The Chickens Went Off To Freezer Camp

Which is a nice, non-gory way of saying early this morning, before the sun came up (and in the rain), I loaded all my broilers into the cages I'd placed in the back of the pick up truck, and drove them off to the processor.

Yes, these cute little guys that arrived at this little place here this spring:





That looked like this when they were ready to move from the brooder in the garage to the portable pen in the great outdoors:


Came home from the processor today looking like this:


After parting out about half of them before putting them in our big chest freezer (in other words, cutting them up and packaging them as boneless skinless breasts, leg quarters, wings--have you started growing the ingredients for your Super Bowl party yet?--and soup carcasses), I sat down with my chicken catalog and figured up my next batch of meat birds, plus a few more pullet chicks for the laying flock.  Then I ordered up about 40 more birds to arrive in early August!

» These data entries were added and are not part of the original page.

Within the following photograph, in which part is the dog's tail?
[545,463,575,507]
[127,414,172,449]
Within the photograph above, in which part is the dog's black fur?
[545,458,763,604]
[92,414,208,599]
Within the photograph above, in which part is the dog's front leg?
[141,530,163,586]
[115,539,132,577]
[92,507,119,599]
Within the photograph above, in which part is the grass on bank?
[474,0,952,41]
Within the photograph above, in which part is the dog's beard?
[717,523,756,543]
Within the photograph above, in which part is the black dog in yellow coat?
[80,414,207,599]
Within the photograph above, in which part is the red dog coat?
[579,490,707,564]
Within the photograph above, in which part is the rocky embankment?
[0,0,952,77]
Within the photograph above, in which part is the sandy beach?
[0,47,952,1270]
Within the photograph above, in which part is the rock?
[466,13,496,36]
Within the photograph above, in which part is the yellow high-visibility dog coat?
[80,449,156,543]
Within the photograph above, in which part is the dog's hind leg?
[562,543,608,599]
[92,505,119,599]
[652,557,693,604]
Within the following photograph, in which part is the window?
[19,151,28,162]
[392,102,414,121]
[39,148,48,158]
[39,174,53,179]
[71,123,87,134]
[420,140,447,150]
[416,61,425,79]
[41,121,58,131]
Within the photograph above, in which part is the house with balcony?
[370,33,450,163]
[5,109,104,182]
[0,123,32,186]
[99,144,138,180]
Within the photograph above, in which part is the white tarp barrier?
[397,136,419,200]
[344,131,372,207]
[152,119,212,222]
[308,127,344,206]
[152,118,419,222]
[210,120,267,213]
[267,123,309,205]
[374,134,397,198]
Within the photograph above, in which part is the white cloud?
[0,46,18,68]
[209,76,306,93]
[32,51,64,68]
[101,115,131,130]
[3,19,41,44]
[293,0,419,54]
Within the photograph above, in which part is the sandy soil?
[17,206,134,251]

More birds because with so many of us living at this little place here, we are going to need 50+ chickens in the freezer to feed us for a year. We ran out of homegrown chicken before winter arrived last year, and having to rely on chicken from the store has been a frustrating experience.  It doesn't taste as good, the texture isn't as good, it's origin is questionable (has it traveled to China and back?); plus, my lifelong low-end-of-normal blood pressure (even during pregnancies!) is now flirting with the high blood pressure classification.  With the doctor asking me if I have been eating a lot more salt since my physical in 2014, and me not liking salty stuff at all (I salt almost nothing on my plate) DH is pretty sure it's the sodium-solution injected chicken from the store that is to blame for this drastic change in my diastolic and systolic numbers.  So, I'll be raising more chickens yet this summer, and for many summers to come.

You gotta do what you gotta do.

1 comment:

  1. Woohoo for homegrown!! We were going to do chickens this year but I had a near death experience and just the garden and canning is nearly keeling me over. Maybe next year. It's always been a dream of mine. Self sufficiency is so important. In the meantime we just don't eat meat unless we know which farm it's from so we get a pig from a neighboring farm and an occasional chicken and some buffalo. Nothing from the grocery store.